Kansas will consider abolishing the death penalty next year as death sentences are declining across the United States.
Fewer people were sentenced to death this year than any other year since 1976, according to a report released Friday by the Death Penalty Information Center.
The report cites 106 new death sentences handed down in 2009, compared to 111 in 2008. Both are down significantly from a decade ago, when 284 death sentences were given out.
Sen. Tim Owens, R-Overland Park, has scheduled four days of hearings beginning Jan. 19 on a new bill that would eliminate the death penalty in Kansas.
A Kansas Judicial Council advisory committee of lawmakers, judges, prosecutors and defense lawyers helped rewrite a bill sponsored last year by Sen. Carolyn McGinn, R-Sedgwick.

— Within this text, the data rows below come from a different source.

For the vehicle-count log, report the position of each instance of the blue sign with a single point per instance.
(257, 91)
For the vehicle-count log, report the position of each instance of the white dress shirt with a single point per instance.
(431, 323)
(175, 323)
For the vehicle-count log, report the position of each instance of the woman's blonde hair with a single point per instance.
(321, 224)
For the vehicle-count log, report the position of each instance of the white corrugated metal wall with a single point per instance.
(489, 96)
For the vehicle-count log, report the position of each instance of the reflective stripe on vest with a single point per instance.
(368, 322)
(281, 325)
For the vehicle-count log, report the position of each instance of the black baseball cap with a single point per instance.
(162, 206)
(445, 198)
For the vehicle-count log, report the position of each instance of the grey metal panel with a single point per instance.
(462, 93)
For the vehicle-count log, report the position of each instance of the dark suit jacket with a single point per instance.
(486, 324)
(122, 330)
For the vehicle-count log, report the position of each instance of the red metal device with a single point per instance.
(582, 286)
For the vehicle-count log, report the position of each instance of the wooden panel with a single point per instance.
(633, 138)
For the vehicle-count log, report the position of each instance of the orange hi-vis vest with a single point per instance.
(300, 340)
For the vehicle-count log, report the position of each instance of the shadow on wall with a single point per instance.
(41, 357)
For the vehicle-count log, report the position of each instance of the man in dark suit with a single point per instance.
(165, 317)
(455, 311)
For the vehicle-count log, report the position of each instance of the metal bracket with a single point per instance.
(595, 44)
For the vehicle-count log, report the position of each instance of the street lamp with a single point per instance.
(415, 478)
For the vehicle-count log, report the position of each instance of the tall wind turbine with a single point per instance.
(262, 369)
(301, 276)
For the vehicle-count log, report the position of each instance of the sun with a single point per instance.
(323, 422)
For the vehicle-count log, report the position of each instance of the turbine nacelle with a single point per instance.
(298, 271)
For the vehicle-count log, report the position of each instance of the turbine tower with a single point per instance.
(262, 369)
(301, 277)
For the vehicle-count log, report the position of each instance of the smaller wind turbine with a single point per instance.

But Kansas' top prosecutor said this week he wants to see the death penalty continue.
"I think it's a just punishment for what those folks did," Attorney General Steve Six told The Eagle.
Cost a factor
More people were put to death nationwide this year (52) than last year (37), Friday's report said.
The report attributed the increase to four months in 2008 when states halted executions while the U.S. Supreme Court weighed a challenge to lethal injection. The high court found the method was not cruel and unusual punishment, allowing executions to continue.
The push against the death penalty, however, moved from the courthouse to the statehouse.
This year, 11 states considered bills to abolish the death penalty. New Mexico became the 15th state to repeal it, following an effort by a coalition of churches.